To put it in a practical context, the contemporary luxury landscape is rooted in the economic crisis in 2008, and marked by the idea of internalized opulence.
Prior to the crisis, it was an era of blingy denim, plush tracksuits, and white belts (read: very loud).
In the context of the housing crisis, rising rates of unemployment and drastic loss of savings, conspicuous luxury lost its luster.
What was worn on the outside previously, relocated to the inside in the name of modesty.
The thirst for luxury remained, but rather than turning to designer bags, to satisfy the allure of luxurious distinction, consumers sought out goods and services that came with quiet powers.
Meditation retreats, superfood-packed juices, and uber-intrinsic features such as silence embodied this new wave.
Think of the birth of Goop with its spiritual healing, Sakara Life’s Instagram worthy meals, or Kinfolk’s sanctuary-like homes.
From conveying financial capital, luxury shifted to indicating cultural capital.
Rather than owning the exclusive, it was the very self that became the target for exclusification. Health, education and productivity got aspirational treatment, and brands battled with each other for the title of “best-self enabler.”
To the ones unfamiliar with Maslow’s pyramid, let us take a quick look at this theorist’s idea of the evolution of self, based on the ranking of human needs.
In his 1943 paper, Maslow states that five vital needs determine human motivation. At the bottom of the hierarchy lay physiological needs, such as air, water or shelter.
Until we have the basic minimum to satisfy our bodies, we will not be able to tackle any higher needs. One step above is safety, then comes love, then esteem, and finally self-actualization. Luxury prior to the economic crisis had fulfilled esteem needs. With the rise of internalization, self-actualization became the aim of consumers, and correspondingly, brands.
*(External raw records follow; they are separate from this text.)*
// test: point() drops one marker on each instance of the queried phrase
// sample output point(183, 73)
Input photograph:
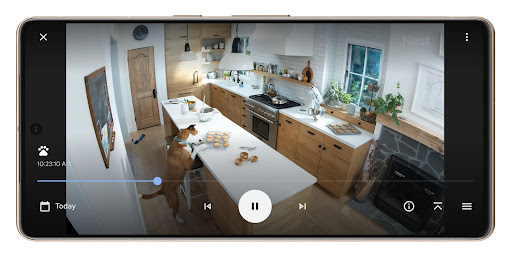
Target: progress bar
point(157, 181)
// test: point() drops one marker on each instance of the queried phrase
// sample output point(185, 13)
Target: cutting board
point(308, 72)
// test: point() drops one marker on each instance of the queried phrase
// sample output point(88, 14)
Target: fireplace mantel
point(415, 131)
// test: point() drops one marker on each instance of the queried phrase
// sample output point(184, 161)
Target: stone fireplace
point(421, 157)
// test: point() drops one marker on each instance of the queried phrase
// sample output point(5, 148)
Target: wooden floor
point(325, 214)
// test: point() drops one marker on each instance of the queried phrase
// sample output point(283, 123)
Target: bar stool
point(185, 185)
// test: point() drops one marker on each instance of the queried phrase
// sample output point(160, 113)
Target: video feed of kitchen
point(293, 129)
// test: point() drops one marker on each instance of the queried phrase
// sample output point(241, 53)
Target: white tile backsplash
point(328, 60)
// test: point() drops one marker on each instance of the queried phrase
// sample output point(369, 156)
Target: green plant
point(391, 104)
point(346, 98)
point(334, 93)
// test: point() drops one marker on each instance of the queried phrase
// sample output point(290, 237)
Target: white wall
point(404, 60)
point(126, 42)
point(104, 208)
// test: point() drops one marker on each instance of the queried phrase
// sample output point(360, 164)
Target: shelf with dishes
point(292, 80)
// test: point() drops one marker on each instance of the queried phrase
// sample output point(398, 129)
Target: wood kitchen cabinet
point(334, 164)
point(179, 31)
point(215, 30)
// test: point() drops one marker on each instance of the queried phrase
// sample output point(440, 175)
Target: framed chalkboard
point(101, 114)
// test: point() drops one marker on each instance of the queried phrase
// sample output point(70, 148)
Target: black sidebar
point(468, 79)
point(42, 103)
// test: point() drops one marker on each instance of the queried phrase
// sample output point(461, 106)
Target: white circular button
point(255, 206)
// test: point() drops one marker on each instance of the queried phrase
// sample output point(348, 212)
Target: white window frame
point(367, 44)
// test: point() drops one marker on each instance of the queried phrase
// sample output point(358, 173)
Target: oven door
point(263, 128)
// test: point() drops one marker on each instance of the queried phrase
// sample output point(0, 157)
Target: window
point(363, 66)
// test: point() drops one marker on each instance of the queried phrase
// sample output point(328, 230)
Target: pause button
point(255, 206)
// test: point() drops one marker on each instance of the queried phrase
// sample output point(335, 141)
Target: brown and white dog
point(180, 159)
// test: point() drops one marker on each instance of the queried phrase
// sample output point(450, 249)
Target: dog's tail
point(159, 192)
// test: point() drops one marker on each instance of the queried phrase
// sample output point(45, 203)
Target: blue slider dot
point(157, 181)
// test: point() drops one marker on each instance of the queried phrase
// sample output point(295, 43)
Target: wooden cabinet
point(287, 137)
point(308, 154)
point(179, 31)
point(216, 30)
point(335, 164)
point(233, 107)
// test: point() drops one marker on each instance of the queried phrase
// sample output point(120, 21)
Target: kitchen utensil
point(248, 148)
point(191, 105)
point(203, 117)
point(350, 131)
point(253, 159)
point(239, 161)
point(271, 90)
point(184, 108)
point(308, 72)
point(278, 100)
point(211, 75)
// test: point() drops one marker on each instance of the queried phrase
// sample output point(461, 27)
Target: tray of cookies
point(217, 139)
point(343, 129)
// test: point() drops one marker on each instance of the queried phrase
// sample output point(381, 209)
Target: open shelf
point(213, 50)
point(292, 80)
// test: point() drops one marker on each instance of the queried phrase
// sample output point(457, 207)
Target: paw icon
point(43, 150)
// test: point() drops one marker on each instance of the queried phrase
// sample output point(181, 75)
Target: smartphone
point(255, 127)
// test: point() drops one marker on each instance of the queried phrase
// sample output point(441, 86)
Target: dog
point(180, 159)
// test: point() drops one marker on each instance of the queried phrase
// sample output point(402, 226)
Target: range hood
point(294, 39)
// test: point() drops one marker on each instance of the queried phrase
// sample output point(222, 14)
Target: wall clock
point(140, 32)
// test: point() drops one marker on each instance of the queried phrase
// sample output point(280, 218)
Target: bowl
point(203, 117)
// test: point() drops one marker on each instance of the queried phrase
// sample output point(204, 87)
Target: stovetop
point(267, 100)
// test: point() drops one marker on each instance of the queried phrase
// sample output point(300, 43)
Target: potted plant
point(346, 98)
point(391, 104)
point(333, 96)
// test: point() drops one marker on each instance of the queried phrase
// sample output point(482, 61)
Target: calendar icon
point(44, 206)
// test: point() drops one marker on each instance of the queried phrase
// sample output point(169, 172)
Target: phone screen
point(255, 128)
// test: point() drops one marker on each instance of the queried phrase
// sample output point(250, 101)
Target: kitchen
point(302, 159)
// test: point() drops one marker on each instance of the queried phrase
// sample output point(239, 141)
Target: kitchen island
point(286, 183)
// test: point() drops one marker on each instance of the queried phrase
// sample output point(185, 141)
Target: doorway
point(141, 68)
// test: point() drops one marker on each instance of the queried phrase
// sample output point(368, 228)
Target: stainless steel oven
point(262, 127)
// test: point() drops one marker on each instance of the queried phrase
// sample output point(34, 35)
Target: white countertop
point(273, 174)
point(233, 87)
point(353, 141)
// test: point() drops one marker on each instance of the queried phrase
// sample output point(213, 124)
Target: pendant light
point(236, 60)
point(187, 54)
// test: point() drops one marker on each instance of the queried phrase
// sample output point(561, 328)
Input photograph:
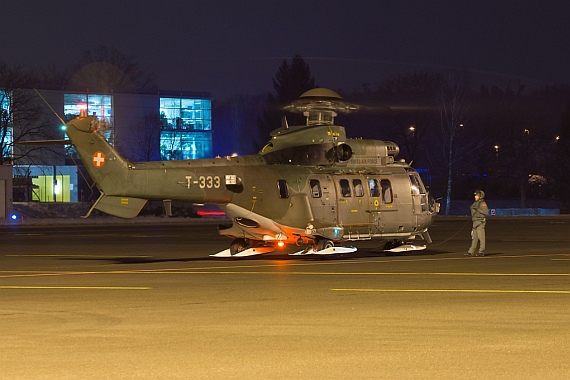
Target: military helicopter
point(310, 186)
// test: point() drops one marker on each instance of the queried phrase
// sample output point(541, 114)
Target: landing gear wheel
point(390, 244)
point(239, 245)
point(324, 244)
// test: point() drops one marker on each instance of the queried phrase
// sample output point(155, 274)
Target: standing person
point(479, 212)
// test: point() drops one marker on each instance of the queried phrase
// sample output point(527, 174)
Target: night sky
point(236, 47)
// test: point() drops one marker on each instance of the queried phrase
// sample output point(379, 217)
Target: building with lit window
point(147, 126)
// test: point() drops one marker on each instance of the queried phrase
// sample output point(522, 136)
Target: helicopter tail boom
point(106, 167)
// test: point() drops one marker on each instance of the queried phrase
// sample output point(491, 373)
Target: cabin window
point(374, 188)
point(315, 188)
point(344, 188)
point(283, 189)
point(358, 188)
point(386, 186)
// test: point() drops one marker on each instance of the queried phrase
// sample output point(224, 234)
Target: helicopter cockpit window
point(417, 186)
point(315, 188)
point(358, 188)
point(283, 190)
point(373, 186)
point(344, 188)
point(386, 191)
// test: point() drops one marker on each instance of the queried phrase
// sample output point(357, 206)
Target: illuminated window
point(386, 191)
point(283, 190)
point(181, 145)
point(358, 188)
point(315, 188)
point(374, 188)
point(344, 188)
point(186, 125)
point(186, 114)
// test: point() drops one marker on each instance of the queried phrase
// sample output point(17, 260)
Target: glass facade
point(186, 128)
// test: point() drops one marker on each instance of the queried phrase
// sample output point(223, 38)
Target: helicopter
point(310, 186)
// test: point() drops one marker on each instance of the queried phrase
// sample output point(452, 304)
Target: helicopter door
point(323, 199)
point(352, 202)
point(419, 194)
point(381, 204)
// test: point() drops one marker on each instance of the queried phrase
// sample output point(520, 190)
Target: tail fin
point(106, 167)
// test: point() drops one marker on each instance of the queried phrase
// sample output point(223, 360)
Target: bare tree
point(458, 138)
point(21, 117)
point(291, 80)
point(413, 99)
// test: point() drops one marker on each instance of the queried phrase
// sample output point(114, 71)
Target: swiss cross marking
point(98, 159)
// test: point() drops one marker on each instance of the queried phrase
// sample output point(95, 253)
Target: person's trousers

As fast as it rose, the market quickly became saturated with brands facilitating self-actualization, and so consumers began to establish new goals, higher than perfecting themselves.
Luxury turned from having to being, and then recently to something new: helping others to achieve their better self.
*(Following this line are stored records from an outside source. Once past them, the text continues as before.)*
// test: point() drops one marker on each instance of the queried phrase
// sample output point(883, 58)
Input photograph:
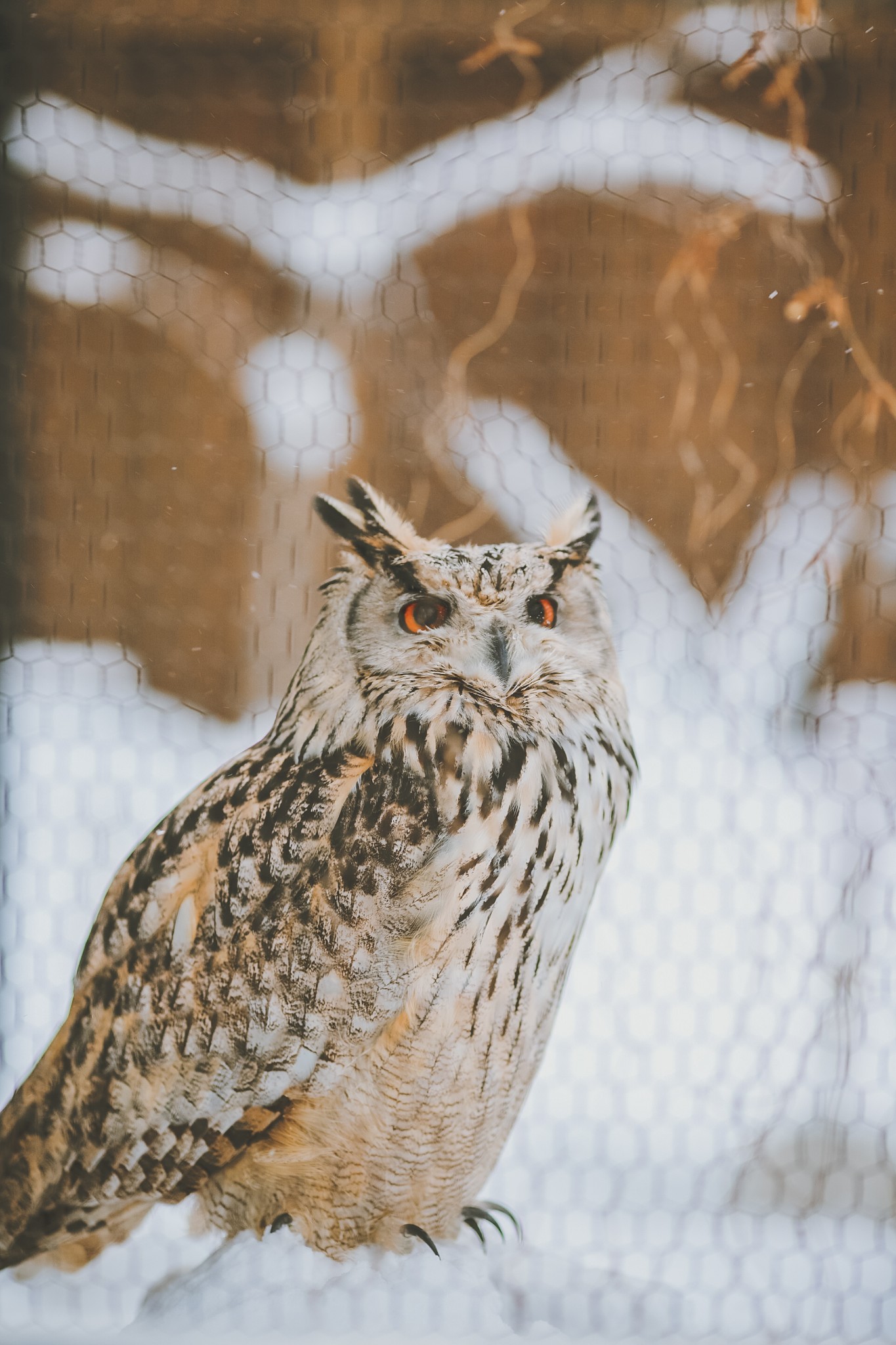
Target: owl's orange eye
point(543, 611)
point(423, 613)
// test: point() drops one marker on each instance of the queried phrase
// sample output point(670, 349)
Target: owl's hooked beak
point(499, 651)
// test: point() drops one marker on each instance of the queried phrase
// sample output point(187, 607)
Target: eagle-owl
point(319, 990)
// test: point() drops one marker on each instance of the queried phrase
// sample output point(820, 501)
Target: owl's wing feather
point(223, 978)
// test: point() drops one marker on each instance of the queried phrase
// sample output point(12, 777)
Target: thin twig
point(453, 407)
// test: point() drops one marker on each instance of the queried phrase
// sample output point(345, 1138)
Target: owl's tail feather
point(41, 1142)
point(75, 1251)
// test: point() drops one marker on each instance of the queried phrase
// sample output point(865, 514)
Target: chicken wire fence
point(482, 259)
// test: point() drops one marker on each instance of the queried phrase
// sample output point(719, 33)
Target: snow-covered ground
point(708, 1147)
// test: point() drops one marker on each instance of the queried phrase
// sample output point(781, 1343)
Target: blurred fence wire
point(482, 257)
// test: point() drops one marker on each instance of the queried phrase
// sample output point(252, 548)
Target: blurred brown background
point(106, 541)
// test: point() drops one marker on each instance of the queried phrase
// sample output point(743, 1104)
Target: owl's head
point(512, 627)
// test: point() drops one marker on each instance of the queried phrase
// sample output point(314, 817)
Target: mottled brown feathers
point(319, 990)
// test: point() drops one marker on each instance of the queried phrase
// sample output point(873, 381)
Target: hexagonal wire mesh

Sustainability initiatives, notably in the sphere of social sustainability, became the prime horizon to alter the lives of the distant other.
Initiatives that emphasize health care for all, safe working conditions, and vocational training are thriving today.
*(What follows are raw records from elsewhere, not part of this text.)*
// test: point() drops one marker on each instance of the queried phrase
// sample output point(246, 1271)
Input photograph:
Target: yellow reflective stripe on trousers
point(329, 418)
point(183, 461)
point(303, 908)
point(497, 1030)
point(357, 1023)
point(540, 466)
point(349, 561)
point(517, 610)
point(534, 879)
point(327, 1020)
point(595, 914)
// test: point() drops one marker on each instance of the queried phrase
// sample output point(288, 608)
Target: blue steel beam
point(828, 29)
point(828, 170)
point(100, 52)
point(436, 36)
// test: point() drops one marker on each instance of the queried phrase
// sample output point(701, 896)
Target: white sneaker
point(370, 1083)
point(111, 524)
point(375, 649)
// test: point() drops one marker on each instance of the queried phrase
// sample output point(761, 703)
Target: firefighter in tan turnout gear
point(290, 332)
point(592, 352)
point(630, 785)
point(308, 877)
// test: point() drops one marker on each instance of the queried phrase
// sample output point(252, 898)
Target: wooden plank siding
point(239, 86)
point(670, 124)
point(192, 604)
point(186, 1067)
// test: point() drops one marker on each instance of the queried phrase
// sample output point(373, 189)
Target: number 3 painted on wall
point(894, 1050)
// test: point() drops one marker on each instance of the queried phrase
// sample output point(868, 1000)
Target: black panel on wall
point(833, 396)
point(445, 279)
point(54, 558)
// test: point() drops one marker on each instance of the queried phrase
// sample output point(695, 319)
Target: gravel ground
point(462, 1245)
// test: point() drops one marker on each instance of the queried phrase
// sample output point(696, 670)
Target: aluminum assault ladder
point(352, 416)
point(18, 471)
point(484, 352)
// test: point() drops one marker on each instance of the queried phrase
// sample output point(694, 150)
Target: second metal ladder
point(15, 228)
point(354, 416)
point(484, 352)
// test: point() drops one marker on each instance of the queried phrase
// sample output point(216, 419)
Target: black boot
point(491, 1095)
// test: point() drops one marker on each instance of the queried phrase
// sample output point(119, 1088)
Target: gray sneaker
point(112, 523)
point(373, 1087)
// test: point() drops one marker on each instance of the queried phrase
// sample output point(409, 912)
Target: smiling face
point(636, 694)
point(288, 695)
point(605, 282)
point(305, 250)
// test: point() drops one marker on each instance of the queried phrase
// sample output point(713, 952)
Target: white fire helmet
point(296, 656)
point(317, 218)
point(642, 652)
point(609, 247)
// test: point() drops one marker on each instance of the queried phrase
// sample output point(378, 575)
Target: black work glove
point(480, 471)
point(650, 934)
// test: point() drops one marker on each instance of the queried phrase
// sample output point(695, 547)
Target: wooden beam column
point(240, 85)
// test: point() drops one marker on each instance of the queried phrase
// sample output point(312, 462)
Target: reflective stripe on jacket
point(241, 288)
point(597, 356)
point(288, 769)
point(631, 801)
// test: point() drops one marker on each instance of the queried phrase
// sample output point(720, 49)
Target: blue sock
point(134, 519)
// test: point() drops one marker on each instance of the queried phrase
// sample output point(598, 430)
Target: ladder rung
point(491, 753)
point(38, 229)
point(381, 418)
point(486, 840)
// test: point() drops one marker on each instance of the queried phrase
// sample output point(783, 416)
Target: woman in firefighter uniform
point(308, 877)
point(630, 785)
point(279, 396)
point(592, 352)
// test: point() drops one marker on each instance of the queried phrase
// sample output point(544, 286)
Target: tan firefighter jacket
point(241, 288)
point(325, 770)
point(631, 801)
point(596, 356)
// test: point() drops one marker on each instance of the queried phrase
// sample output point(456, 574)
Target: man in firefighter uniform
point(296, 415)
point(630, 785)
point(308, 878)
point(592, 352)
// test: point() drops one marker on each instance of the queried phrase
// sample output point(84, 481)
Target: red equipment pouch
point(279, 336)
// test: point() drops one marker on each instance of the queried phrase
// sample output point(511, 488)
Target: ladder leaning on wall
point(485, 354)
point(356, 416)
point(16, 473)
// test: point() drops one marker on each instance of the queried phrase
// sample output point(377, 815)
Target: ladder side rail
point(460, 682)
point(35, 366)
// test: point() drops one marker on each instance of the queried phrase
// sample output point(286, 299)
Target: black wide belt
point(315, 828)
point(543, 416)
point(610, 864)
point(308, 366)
You may argue that philanthropy has a long history in the elite conduit of life, and you are absolutely right, but good deeds embedded in the form of consumerism is a very recent phenomenon.
The ultimate status became the feat of perfecting others: knowing where and what they need and having the awareness and sensitivity to think outside the self.
This indicates an additional, novel rank to be added to Maslow’s hierarchy serving as a true north for modern brands: motivation to take care of others.
The pandemic revealed how interconnected and interdependent we are. And while no one knows how long this devastating blow will last, it is certainly a force that influences human behavior, deepens fears, and shapes hopes, ushering trends even further. So what does it mean for the luxury industry and the motivation to take care of others?
Social distancing and existential vulnerability are now everyday realities. Social media is not only a vehicle for identity creation and maintenance but the primary channel for all social interaction.
Hence, the current situation is a catalyzer to shift from individual to collective approach. “Community,” “community-building” and “community engagement” have traditionally been synonyms, for marketing professionals, for the pool of consumers one brand could attract, mostly on social media.
This pool consisted of consumers with similar tastes, aesthetics, and moral aims, but contrary to the idea of real-life “community,” they engaged parallel, not together with one another.
The pandemic is a catalyzer to push already existing ideas and trends into a cumulative action, and it is time that the idea of “community” will be charged with meaning.
Brands need to shift from aspirational personas to aspirational communities, offering anchors to consumers as a means to create a meaningful difference.
Achieving social change is only possible if pursued collectively. Beautiful, culturally superior personas will gradually fade into passe, and authentic community members with shared social capital will come forward.
Correspondingly, brands need to redefine why they exist on a larger societal level, who their communities are, and how they can best bring them together to act.